FILE – The Eli Lilly corporate headquarters is pictured April 26, 2017, in Indianapolis. A drug company says that adding an anti-inflammatory medicine to a drug already widely used for hospitalized COVID-19 patients shortens their time to recovery by an additional day. Eli Lilly announced the results Monday, Sept. 14, 2020, from a 1,000-person study sponsored by the U.S. National Institute of Allergy and Infectious Diseases. (AP Photo/Darron Cummings, File)

Indianapolis-based Lilly already sells as Olumiant in pill form to treat rheumatoid arthritis, the less common form of arthritis that occurs when a mistaken or overreacting immune system attacks joints, causing inflammation. 

An overactive immune system also can lead to serious problems in coronavirus patients.

All study participants received remdesivir, a Gilead Sciences drug previously shown to reduce the time to recovery. 

Those who also were given baricitinib recovered one day sooner than those given remdesivir alone, Lilly said.

Lilly said it planned to discuss with regulators the possible emergency use of baricitinib for hospitalized COVID-19 patients.

If that’s approved, Lilly will propose that the drug be sold through usual commercial means. 

Based on current pricing, the government would pay $105 per patient per day, and for people with private insurance, hospitals would pay about $150 per day, Lilly said. What a patient ends up paying out of pocket depends on many factors.

It would be important to know how many study participants also received steroid drugs, which have been shown in other research to lower the risk of death for severely ill, hospitalized COVID-19 patients, said Dr Jesse Goodman, former U.S. Food and Drug Administration chief scientist now at Georgetown University who had no role in the study.

Figuring out how to best use the various drugs shown to help ‘is something we’re going to have to work at,’ he said.

Meanwhile, Gilead is also looking to expand the ways that remdesivir might be used. 

Its CEO Daniel O’Day on Monday told CNBC’s Squawk Box that the company has launched trials to use the drug in IV form outside of hospitals. 

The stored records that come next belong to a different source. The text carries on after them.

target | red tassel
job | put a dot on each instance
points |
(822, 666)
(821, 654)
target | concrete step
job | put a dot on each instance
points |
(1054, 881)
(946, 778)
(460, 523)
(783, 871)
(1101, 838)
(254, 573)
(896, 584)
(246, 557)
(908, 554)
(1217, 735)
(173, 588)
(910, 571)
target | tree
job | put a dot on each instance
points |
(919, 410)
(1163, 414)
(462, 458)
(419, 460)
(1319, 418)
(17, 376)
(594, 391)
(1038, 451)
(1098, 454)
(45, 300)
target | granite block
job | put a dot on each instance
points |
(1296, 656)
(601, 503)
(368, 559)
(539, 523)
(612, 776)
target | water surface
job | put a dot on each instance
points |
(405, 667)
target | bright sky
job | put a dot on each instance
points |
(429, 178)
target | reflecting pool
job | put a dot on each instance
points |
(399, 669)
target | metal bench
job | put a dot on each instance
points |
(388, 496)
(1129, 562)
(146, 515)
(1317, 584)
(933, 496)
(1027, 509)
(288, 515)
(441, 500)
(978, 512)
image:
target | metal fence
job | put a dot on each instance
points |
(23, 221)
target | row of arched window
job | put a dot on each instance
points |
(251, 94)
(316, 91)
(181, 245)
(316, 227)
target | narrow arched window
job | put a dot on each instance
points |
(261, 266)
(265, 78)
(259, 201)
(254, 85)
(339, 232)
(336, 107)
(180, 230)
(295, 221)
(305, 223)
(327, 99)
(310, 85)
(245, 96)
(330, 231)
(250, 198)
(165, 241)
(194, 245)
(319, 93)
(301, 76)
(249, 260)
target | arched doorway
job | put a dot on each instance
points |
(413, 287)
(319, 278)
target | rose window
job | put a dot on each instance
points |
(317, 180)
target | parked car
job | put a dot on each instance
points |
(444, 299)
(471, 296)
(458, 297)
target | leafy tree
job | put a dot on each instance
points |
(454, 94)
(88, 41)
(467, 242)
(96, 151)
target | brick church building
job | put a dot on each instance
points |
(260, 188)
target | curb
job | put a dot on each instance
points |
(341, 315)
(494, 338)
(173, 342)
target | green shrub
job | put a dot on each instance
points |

Many major hospitals in the US are reserving the use of remdesivir for the sickest patients, a recent Reuters investigation found, and have cut their orders by a third. 

At $3,120 per treatment course, remdesivir is expensive, and hospitals are reticent to buy or the drug on hand when it may go unused as hospitalizations for COVID-19 continue to decline in many states. 

O’Day said his company is ‘not done with remdesivir yet’ and is also trialling an inhaled form of the antiviral. 

If the arthritis  drug continues to show promise, combining it with remdesivir or  other drugs, like steroids, could ultimately help doctors treat coronavirus patients less expensively, but more data needs to be published to determine this.